The newcomer hangs back until the acquaintances properly greet each other. Keeps one hand wrapped around the weathered strap of her bag and nothing about her catches the light save for a small stud in her left nostril. When Sera turns her attention towards her she sees a strong brow and a strong nose and the girl is only an inch or so shorter than her wearing negligible heels.

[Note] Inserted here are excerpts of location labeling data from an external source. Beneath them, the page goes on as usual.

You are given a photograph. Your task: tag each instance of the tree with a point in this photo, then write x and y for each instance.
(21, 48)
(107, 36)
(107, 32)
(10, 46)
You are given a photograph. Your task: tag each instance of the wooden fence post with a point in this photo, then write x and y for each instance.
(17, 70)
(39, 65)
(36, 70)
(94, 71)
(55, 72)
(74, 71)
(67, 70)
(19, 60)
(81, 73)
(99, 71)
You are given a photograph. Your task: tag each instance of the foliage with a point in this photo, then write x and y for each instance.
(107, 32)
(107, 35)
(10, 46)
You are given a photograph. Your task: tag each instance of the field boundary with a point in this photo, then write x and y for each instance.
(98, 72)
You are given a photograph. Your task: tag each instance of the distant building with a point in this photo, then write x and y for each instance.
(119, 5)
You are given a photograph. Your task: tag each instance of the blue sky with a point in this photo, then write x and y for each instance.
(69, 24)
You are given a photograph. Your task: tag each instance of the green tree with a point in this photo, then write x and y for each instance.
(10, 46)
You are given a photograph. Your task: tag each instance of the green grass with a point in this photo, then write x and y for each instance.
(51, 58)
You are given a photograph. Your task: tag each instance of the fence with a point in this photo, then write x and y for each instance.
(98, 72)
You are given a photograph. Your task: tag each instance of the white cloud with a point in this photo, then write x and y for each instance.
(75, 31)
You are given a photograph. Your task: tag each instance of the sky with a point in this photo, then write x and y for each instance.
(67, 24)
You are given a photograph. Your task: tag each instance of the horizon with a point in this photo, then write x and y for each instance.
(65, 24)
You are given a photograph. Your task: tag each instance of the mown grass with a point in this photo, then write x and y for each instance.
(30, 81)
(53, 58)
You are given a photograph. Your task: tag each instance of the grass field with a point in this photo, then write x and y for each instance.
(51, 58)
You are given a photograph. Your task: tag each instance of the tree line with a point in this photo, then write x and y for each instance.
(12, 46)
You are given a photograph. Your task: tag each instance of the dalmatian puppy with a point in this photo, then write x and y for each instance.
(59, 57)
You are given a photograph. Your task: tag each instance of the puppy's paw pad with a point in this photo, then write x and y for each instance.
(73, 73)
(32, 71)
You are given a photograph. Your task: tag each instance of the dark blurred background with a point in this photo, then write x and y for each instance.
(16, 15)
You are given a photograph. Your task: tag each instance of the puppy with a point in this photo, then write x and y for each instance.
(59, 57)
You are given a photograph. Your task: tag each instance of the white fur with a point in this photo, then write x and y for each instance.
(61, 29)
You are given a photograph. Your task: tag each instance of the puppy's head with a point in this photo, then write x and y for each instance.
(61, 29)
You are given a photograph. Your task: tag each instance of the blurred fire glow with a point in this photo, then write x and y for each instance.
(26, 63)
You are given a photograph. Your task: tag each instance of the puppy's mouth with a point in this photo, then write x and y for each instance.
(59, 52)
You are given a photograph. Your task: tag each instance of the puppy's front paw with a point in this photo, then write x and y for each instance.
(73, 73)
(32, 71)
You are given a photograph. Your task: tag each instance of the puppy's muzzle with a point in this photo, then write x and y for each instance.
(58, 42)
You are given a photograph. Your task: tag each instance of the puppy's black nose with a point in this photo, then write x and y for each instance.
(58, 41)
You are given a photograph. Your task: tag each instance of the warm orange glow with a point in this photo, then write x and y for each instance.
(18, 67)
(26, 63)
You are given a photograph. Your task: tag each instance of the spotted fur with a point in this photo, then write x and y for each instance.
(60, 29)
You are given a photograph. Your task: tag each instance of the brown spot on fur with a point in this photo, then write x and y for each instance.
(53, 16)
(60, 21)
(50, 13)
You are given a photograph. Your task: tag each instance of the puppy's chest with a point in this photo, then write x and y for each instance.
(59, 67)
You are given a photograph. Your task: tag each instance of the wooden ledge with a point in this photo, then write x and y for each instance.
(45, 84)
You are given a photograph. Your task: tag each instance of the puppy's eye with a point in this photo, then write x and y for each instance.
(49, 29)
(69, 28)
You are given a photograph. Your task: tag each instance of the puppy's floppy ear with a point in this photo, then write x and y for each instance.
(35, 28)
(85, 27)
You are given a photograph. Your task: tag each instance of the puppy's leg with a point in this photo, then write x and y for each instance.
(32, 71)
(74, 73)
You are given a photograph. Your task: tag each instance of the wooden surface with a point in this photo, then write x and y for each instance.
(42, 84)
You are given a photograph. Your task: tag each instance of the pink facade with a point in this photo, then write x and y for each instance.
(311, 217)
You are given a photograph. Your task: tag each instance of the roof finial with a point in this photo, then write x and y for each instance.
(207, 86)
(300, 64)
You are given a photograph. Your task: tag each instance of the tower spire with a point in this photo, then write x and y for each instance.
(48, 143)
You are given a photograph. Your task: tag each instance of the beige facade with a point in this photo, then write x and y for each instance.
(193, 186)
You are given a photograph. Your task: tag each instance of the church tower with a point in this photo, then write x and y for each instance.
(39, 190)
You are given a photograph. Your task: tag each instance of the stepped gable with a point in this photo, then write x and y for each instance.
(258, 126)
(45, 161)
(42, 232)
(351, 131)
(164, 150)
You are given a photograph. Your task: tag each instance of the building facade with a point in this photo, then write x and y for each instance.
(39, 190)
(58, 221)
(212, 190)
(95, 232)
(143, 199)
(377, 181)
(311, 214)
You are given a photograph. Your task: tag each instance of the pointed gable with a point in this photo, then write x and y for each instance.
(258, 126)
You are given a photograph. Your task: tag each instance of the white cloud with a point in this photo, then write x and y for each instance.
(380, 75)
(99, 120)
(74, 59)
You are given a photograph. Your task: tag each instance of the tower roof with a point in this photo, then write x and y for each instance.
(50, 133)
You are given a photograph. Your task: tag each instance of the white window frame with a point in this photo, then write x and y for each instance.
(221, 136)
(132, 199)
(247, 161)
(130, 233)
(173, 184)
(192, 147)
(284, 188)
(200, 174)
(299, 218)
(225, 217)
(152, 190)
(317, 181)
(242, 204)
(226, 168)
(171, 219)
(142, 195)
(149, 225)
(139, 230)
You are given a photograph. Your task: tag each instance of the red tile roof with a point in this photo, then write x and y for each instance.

If Whitney had to run she could run in her boots. She stops herself from looking past Sera's waist because she could catch sight of more flesh than would be considered polite in mixed company and the lingering of whatever magic she's done in the last few hours laps at her like the heat of a familiar fire and Whitney already looks somewhat awed by the time the Cultist turns her attention towards her.

"Who wouldn't want to come out for death polka?" she asks. Her voice is bell-clear and low without being fried. She takes the tequila only when it's her turn and belts it out of the bottle like a champ. This isn't her first rodeo.

Her uncle's going to be pissed when she gets home but whatever. She might not even make it home. Life is fucking short. As she hands back the bottle she also extends her hand.

"Sera?" Just for confirmation. Eyebrows raised. They relax and Whitney smiles regardless of the response. "Nice to meet you."

Grace

Sera's having Fun, more Fun than Grace will likely ever touch. Grace wants to say something about hallucinations, but... it's one of those things, right? Shouting at the top of one's lungs about the truth of perception because the music is too loud just seems wrong...

"She's very persuasive, and besides, this is a celebratory get-out-of-the-apartment night! Woo!" And why not accept a bit of nerve-reducing alcohol really? It's not like she couldn't use it. She takes a pull from the bottle, makes a horrible face (gah, it burns) and produces a weird noise. And then, it's off to Whitney.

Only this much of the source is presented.